Published 03/30/2021, 11:35 AM
Updated 03/30/2021, 11:40 AM
© Reuters. FILE PHOTO: Sunbeds are aligned respecting social distancing on the Yemis Kumu beach near Mersin

© Reuters. FILE PHOTO: Sunbeds are aligned respecting social distancing on the Yemis Kumu beach near Mersin

By Ezgi Erkoyun and Ceyda Caglayan

ISTANBUL (Reuters) - When the COVID-19 pandemic hit Turkey last year, the government stepped in to support workers who lost their jobs.

At its peak, over 3 million people were receiving two-thirds of their lost salary under the so-called short labour pay scheme, and 1.3 million continue to do so.

But the scheme is now ending as President Tayyip Erdogan starts easing COVID-19 restrictions, and many people are worried about how they will make ends meet.

With a ban on layoffs remaining in place, employers say hundreds of thousands of workers will have to be put on unpaid leave because businesses are still struggling.

"I did not buy clothes for a year. We are focused on paying our bills and supporting our daughter's education," said Nuray, a chef who has taken out a loan to support her family and tried to make extra money by selling jewellery online.

Like others, she declined to allow her full name to be used in this article for fear of repercussions from Turkish authorities or employers.

Without her current support, Nuray, 37, will be left with a daily income of just 47.7 lira ($5.67) under another government scheme.

"We will not be able to pay our bills with the unpaid leave support," she said. "The uncertainty is impacting us psychologically."

SPIKE IN UNEMPLOYMENT FEARED

The services sector has taken a huge hit from the pandemic. More than 700,000 people in tourism, restaurants and hotels have lost work, said Pinar Kaynak of the Center for Social Policy Research at TOBB University of Economics and Technology.

The ban on layoffs has disguised the impact in terms of job losses, she said.

Official unemployment numbers fell to 12.2% in January, but Kaynak said there are some 2 million people who are categorised as employed but are currently not actively working, either on the short labour pay scheme or unpaid leave.

"These people will be falling under the broad unemployment description after the layoff ban expires," she said.

It could take up to two years for the services sector to return to previous employment levels even if all businesses reopened, Kaynak said.

"We could observe a spike in unemployment in July and August with the lifting of the layoff ban ... as these people could start actively looking for work," she said.

Kaynak said the short labour pay should be extended beyond March 31 until at least the end of the year for the hardest-hit sectors.

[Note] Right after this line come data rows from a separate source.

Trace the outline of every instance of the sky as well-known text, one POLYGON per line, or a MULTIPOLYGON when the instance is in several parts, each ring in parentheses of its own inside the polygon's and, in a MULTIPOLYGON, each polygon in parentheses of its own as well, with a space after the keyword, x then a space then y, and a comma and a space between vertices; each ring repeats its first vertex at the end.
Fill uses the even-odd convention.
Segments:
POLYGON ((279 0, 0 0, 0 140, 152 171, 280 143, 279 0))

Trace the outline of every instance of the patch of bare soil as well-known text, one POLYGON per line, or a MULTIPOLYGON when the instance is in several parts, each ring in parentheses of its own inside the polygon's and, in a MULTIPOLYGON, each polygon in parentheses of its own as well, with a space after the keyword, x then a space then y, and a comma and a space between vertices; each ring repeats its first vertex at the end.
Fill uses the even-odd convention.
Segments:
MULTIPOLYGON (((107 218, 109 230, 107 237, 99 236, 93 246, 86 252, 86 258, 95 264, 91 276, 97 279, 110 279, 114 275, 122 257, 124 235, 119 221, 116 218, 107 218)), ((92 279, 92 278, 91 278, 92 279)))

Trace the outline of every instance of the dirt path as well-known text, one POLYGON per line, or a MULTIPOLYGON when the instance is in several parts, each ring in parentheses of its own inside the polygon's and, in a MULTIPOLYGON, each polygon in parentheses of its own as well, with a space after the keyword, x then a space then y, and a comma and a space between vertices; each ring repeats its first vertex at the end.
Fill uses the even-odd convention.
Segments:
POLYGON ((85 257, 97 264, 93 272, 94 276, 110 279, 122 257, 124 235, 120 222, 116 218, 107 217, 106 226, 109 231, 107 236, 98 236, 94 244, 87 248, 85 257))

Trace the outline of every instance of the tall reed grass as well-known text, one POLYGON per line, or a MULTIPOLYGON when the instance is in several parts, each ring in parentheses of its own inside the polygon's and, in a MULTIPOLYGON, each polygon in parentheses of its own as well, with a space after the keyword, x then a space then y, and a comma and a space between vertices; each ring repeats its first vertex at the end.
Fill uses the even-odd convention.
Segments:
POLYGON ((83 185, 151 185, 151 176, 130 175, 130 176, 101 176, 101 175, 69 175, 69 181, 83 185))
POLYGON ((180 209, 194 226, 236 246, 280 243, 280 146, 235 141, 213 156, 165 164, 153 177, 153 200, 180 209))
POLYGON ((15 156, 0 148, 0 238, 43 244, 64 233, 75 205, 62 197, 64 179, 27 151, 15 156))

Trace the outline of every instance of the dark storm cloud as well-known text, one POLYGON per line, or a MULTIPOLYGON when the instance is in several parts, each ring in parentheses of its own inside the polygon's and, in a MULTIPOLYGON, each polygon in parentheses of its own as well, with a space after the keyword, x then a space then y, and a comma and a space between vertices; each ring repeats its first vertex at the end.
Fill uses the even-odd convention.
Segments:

Restaurants were allowed to reopen in early March as Turkey started easing coronavirus restrictions, but daily COVID-19 cases have soared closed to all-time highs since then, prompting Erdogan to restore a 48-hour lockdown at weekends.

Authorities hope Turkey's relatively swift vaccination programme will help contain further surges. In the meantime, Erdogan has announced additional support for restaurants and their staff during the month of Ramadan, starting in two weeks.

The government says it will also direct funds from the short labour payments to support employment, covering social security payments for some private sector employees and effectively decreasing personnel expenses.

But some employers say those moves will not be sufficient.

Ramazan Bingol, head of a restaurant and tourism association, said businesses in the sector may have to furlough 300,000 employees just as the summer high season starts, unless the income support is extended.

© Reuters. FILE PHOTO: Sunbeds are aligned respecting social distancing on the Yemis Kumu beach near Mersin

"We are still closing down our restaurants due to the restrictions - at a time when we would be making most money," Bingol said, adding that businesses had urged the government to extend the short labour pay scheme.